They are in the midst of things, and yet they are away. What are human beings usually amidst, and what are they away from even while they are in the midst of things? Fragment 72 supplies the answer: “for they turn their backs on that with which they traffic the most, λόγος, and what they run into every day appears alien to them.”
The λόγος is what human beings are continually amidst and what they are away from all the same, absently present; they are thus the ἀξύνετοι, those who do not grasp.
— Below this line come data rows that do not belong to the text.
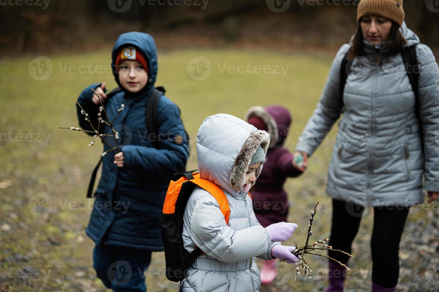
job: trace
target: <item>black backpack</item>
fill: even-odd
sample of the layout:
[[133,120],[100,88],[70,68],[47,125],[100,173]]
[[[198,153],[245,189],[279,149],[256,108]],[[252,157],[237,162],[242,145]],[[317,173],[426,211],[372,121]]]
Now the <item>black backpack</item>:
[[[350,68],[350,63],[352,63],[352,60],[348,60],[348,54],[349,51],[346,53],[343,61],[342,62],[342,66],[340,68],[340,96],[341,98],[342,103],[343,103],[343,93],[345,91],[345,85],[346,84],[346,80],[348,78],[348,75],[349,74],[349,69]],[[416,55],[416,45],[412,46],[409,47],[404,48],[401,52],[401,55],[403,57],[403,60],[408,76],[409,80],[410,81],[410,84],[411,85],[412,88],[414,93],[415,96],[415,114],[416,115],[416,118],[417,119],[418,123],[419,124],[419,135],[421,140],[421,146],[422,151],[424,151],[424,135],[423,134],[422,124],[421,121],[421,109],[419,104],[419,91],[418,88],[418,81],[419,80],[419,66],[417,62],[417,56]],[[349,66],[348,67],[348,65]],[[342,113],[344,112],[345,109],[345,106],[343,106],[342,110]],[[411,130],[411,129],[410,129]]]
[[[107,94],[107,98],[113,95],[118,92],[122,91],[122,90],[119,87],[117,87]],[[158,134],[158,129],[160,125],[158,124],[158,115],[157,114],[157,106],[158,105],[158,101],[160,98],[166,92],[166,90],[163,86],[158,86],[152,90],[151,94],[148,96],[148,100],[147,101],[146,108],[145,109],[145,115],[146,116],[146,126],[148,134],[153,134],[152,137],[157,137]],[[180,112],[180,108],[178,109],[179,113]],[[186,130],[184,130],[185,137],[185,138],[188,139],[187,133]],[[157,149],[160,148],[160,144],[158,139],[155,139],[153,141],[154,147]],[[189,147],[188,146],[188,147]],[[97,164],[94,167],[93,171],[91,174],[91,177],[90,178],[90,182],[88,184],[88,189],[87,190],[87,197],[92,197],[92,193],[93,191],[93,186],[94,186],[94,182],[96,179],[96,174],[97,173],[97,170],[99,168],[99,166],[102,162],[102,157],[101,157]],[[183,170],[184,170],[184,169]]]

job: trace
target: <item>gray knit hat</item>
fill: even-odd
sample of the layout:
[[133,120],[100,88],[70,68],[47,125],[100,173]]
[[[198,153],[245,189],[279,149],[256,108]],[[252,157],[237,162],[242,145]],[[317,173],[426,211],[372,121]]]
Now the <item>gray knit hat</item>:
[[250,164],[248,165],[251,165],[258,162],[263,163],[265,161],[265,153],[264,152],[264,149],[262,149],[262,147],[259,145],[259,147],[256,148],[256,152],[252,156],[252,160],[250,162]]

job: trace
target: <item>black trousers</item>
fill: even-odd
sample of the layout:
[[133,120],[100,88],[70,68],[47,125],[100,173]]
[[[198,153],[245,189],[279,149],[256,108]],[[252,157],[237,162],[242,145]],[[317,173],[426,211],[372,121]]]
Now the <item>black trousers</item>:
[[[372,279],[385,288],[395,287],[399,273],[399,242],[410,207],[375,207],[371,240],[373,263]],[[332,200],[332,221],[329,244],[334,250],[352,253],[351,246],[358,231],[364,208],[344,201]],[[361,252],[361,251],[357,251]],[[349,257],[329,250],[331,257],[345,264]],[[355,256],[354,255],[353,255]]]

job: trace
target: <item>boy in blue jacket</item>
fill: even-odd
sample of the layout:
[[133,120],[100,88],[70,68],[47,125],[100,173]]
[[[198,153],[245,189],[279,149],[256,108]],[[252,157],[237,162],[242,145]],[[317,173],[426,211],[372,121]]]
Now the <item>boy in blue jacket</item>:
[[[158,137],[162,134],[163,137],[159,146],[155,148],[148,137],[145,109],[158,69],[152,37],[138,32],[121,35],[112,61],[121,90],[107,98],[105,83],[93,84],[78,99],[95,129],[101,103],[91,88],[99,95],[110,119],[126,103],[113,124],[120,152],[103,155],[102,176],[86,232],[96,244],[93,267],[105,286],[115,291],[145,291],[144,272],[151,252],[164,250],[160,218],[166,190],[173,174],[184,169],[188,143],[182,138],[185,132],[178,107],[164,95],[157,106]],[[91,130],[77,108],[80,125]],[[99,134],[112,133],[104,123]],[[108,145],[104,144],[104,151],[116,146],[114,138],[104,137]]]

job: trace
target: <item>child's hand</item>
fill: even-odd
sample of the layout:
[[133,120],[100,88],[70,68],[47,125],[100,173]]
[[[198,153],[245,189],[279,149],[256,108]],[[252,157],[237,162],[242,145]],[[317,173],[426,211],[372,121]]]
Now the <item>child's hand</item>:
[[119,153],[114,155],[114,161],[113,162],[115,164],[117,164],[118,167],[122,167],[123,166],[123,152],[121,151]]
[[269,225],[265,229],[270,234],[271,241],[285,241],[293,235],[296,228],[296,224],[279,222]]
[[292,254],[296,250],[294,246],[287,246],[277,244],[271,249],[271,256],[279,259],[279,260],[284,260],[288,264],[294,264],[299,260],[297,257]]
[[[105,83],[102,82],[102,85],[101,85],[100,87],[98,87],[95,90],[96,91],[96,93],[99,95],[99,97],[101,98],[101,100],[102,102],[102,103],[105,99],[107,99],[107,95],[105,94]],[[101,102],[99,102],[99,99],[97,97],[95,93],[93,93],[93,97],[92,99],[92,100],[93,102],[93,103],[95,105],[100,105]]]
[[427,193],[428,196],[428,203],[431,203],[433,201],[435,201],[438,198],[438,196],[439,195],[439,193],[436,192],[430,192],[428,191],[427,192]]
[[[300,156],[302,158],[300,159]],[[296,160],[297,160],[296,162]],[[299,162],[300,161],[301,162]],[[293,166],[296,169],[298,169],[302,172],[305,171],[308,166],[308,154],[304,152],[299,152],[298,151],[294,153],[294,159],[293,159]]]

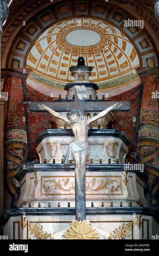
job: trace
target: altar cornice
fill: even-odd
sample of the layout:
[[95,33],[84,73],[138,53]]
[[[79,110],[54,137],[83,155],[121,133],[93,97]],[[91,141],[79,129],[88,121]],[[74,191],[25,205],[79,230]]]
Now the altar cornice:
[[[86,207],[87,215],[132,215],[135,213],[136,215],[146,215],[152,216],[154,219],[159,221],[159,210],[148,208],[137,207]],[[53,207],[50,208],[20,208],[6,210],[4,211],[0,218],[0,225],[4,225],[10,217],[22,216],[24,213],[26,216],[29,215],[50,216],[74,215],[75,208],[66,207]],[[91,220],[90,221],[91,221]]]

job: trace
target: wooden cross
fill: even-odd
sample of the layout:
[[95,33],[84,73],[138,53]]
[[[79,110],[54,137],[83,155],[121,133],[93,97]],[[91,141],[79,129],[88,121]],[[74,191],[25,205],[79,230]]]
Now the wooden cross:
[[[83,95],[86,92],[81,91]],[[53,102],[32,102],[30,104],[31,111],[46,112],[45,109],[40,109],[38,104],[44,104],[57,112],[70,111],[74,109],[78,109],[81,111],[83,116],[85,115],[85,112],[102,111],[115,103],[122,103],[122,105],[119,109],[115,108],[112,111],[128,111],[130,108],[130,103],[128,101],[108,101],[104,100],[80,99],[77,95],[80,94],[80,90],[75,90],[74,100],[57,100]],[[88,97],[87,97],[88,98]],[[86,182],[85,177],[83,183],[85,187],[83,188],[84,193],[82,197],[78,195],[78,188],[76,181],[75,182],[75,198],[76,220],[83,221],[86,220]]]

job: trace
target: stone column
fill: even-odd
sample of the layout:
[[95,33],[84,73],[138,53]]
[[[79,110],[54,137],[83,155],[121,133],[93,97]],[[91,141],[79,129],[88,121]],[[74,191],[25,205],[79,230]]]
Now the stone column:
[[151,207],[153,205],[155,207],[159,203],[158,69],[139,68],[137,71],[143,84],[137,149],[152,195],[147,206]]
[[[4,112],[5,99],[0,99],[0,216],[3,212]],[[2,231],[0,226],[0,234]]]
[[[2,26],[9,13],[8,4],[10,0],[0,0],[0,47],[1,49],[1,36],[3,34]],[[0,63],[1,55],[0,55]],[[0,79],[1,76],[0,74]],[[3,159],[4,159],[4,99],[0,97],[0,216],[3,212]],[[3,227],[0,226],[0,235],[3,233]]]

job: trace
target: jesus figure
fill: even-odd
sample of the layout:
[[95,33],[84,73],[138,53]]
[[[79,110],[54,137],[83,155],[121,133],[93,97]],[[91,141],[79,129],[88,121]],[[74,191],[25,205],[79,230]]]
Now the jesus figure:
[[69,145],[64,159],[64,163],[69,164],[70,160],[74,159],[75,178],[79,196],[83,197],[84,192],[82,188],[84,187],[83,183],[85,182],[86,164],[89,151],[88,139],[89,125],[91,123],[104,117],[113,108],[119,108],[122,105],[122,103],[116,103],[102,111],[97,116],[88,120],[86,120],[86,117],[82,116],[82,114],[77,109],[71,111],[66,118],[63,117],[44,104],[40,105],[39,104],[38,105],[40,109],[46,109],[54,117],[64,121],[71,126],[74,138],[73,141]]

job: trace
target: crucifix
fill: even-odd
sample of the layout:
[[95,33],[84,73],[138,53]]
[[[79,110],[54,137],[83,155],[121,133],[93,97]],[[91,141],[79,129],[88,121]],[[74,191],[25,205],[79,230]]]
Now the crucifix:
[[[78,221],[86,220],[86,164],[88,154],[88,133],[89,125],[106,116],[110,111],[128,111],[130,103],[127,101],[108,101],[104,100],[89,99],[86,88],[84,85],[73,87],[74,100],[61,100],[52,102],[32,102],[30,105],[31,111],[48,111],[56,118],[70,125],[74,135],[74,139],[69,145],[64,163],[70,163],[75,160],[75,218]],[[67,117],[58,113],[68,111]],[[100,111],[95,117],[88,120],[85,112]]]

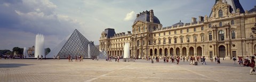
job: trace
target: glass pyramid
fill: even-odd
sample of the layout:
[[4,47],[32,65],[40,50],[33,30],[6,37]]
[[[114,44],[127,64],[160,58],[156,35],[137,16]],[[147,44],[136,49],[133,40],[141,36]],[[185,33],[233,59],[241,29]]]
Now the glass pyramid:
[[[90,46],[90,51],[89,47]],[[68,36],[62,42],[50,53],[46,56],[53,58],[60,55],[60,58],[67,58],[68,55],[75,57],[82,55],[84,58],[92,58],[100,55],[100,58],[106,58],[107,55],[100,52],[90,41],[89,41],[77,30]],[[90,56],[88,52],[90,52]],[[103,56],[102,56],[103,55]]]

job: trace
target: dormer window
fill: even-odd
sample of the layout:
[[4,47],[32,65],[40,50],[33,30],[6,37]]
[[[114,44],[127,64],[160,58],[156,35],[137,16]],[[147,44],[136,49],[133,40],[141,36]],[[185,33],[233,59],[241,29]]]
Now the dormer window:
[[219,17],[223,17],[223,13],[222,13],[222,10],[220,10],[219,11]]

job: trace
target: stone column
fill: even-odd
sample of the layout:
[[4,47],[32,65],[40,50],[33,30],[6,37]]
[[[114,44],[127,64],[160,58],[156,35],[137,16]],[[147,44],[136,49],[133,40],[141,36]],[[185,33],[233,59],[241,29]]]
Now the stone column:
[[176,55],[176,47],[174,47],[173,48],[173,56]]
[[195,46],[195,48],[194,48],[194,54],[195,56],[197,56],[197,54],[196,54],[196,47]]
[[212,30],[213,39],[215,39],[215,30]]
[[217,56],[217,54],[216,54],[216,52],[215,52],[216,49],[215,47],[216,47],[216,45],[215,44],[213,44],[213,55],[215,56]]

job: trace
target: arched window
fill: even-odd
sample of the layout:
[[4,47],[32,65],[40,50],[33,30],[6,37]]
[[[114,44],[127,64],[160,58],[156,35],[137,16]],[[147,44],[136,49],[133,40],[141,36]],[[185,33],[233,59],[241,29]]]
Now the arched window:
[[137,46],[140,46],[139,45],[140,45],[140,41],[138,40],[137,40]]
[[219,31],[219,40],[224,40],[224,31]]
[[223,17],[223,14],[222,14],[222,10],[220,10],[219,11],[219,17]]
[[139,30],[139,32],[140,32],[140,27],[139,27],[139,30]]
[[231,39],[236,39],[236,33],[235,30],[231,31]]
[[234,25],[234,24],[235,24],[235,22],[234,21],[234,20],[231,20],[231,24]]
[[204,30],[204,27],[201,27],[201,30]]
[[209,28],[211,28],[211,27],[212,27],[212,24],[210,23],[209,24]]

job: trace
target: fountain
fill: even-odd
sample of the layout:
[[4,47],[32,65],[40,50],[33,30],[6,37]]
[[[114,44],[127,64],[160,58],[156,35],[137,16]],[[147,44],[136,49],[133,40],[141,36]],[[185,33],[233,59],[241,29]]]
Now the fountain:
[[129,61],[130,59],[130,43],[125,43],[124,47],[124,58],[123,61],[124,62]]
[[28,55],[27,55],[27,54],[28,54],[28,50],[27,50],[27,48],[24,47],[24,50],[23,50],[23,55],[28,56]]
[[91,50],[90,49],[90,44],[88,44],[88,58],[91,58]]
[[37,34],[36,36],[36,42],[35,44],[35,58],[41,57],[44,55],[44,35]]

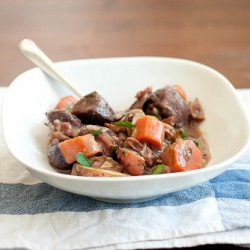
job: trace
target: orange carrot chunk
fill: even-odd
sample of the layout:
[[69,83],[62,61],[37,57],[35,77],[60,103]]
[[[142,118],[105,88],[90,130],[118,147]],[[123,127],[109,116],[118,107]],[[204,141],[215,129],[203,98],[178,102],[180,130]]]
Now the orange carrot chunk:
[[102,152],[95,137],[92,134],[78,136],[73,139],[65,140],[59,143],[64,160],[71,164],[76,161],[76,154],[81,152],[86,157],[90,157]]
[[62,97],[57,103],[55,109],[71,109],[78,99],[72,95]]
[[136,121],[133,137],[161,149],[164,139],[164,124],[152,116],[140,117]]
[[192,140],[177,140],[164,149],[161,157],[171,172],[194,170],[203,166],[201,151]]

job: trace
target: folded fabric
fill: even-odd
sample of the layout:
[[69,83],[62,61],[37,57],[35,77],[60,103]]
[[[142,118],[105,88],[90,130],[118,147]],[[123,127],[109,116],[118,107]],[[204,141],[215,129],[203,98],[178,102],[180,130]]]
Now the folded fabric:
[[[0,88],[2,101],[6,88]],[[237,90],[250,117],[250,90]],[[216,178],[135,204],[111,204],[32,176],[0,134],[0,248],[250,247],[250,149]]]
What does the human inability to grasp consist in, when [100|139] they do hear words but do not take hold of λόγος? What are they amidst and what are they away from? Human beings continually have to do with Being, and yet it is alien to them. They have to do with Being inasmuch as they constantly relate to beings, but it is alien to them inasmuch as they turn away from Being, because they do not grasp it at all; instead, they believe that beings are only beings and nothing further. True, they are awake (in relation to beings), yet Being remains concealed to them. They sleep, and even what they do in their sleep is lost to them as well. Thrashing around among beings, they always take what is closest to hand as what needs to be grasped, so everyone keeps handy what lies within his grasp. One person takes hold of this, the other takes hold of that, and each person’s sense follows what is his own—it is caprice.33 Caprice prevents them from properly grasping in advance what is gathered in itself; it takes away from them the possibility of hearkening and accordingly of hearing.
33. Eigen-sinn: Eigensinn, etymologically “own-sense,” is caprice or obstinacy—the tendency to insist arbitrarily on one’s own private preferences and opinions. See Heidegger’s translation of Heraclitus, fragment 2, on p. 141 above.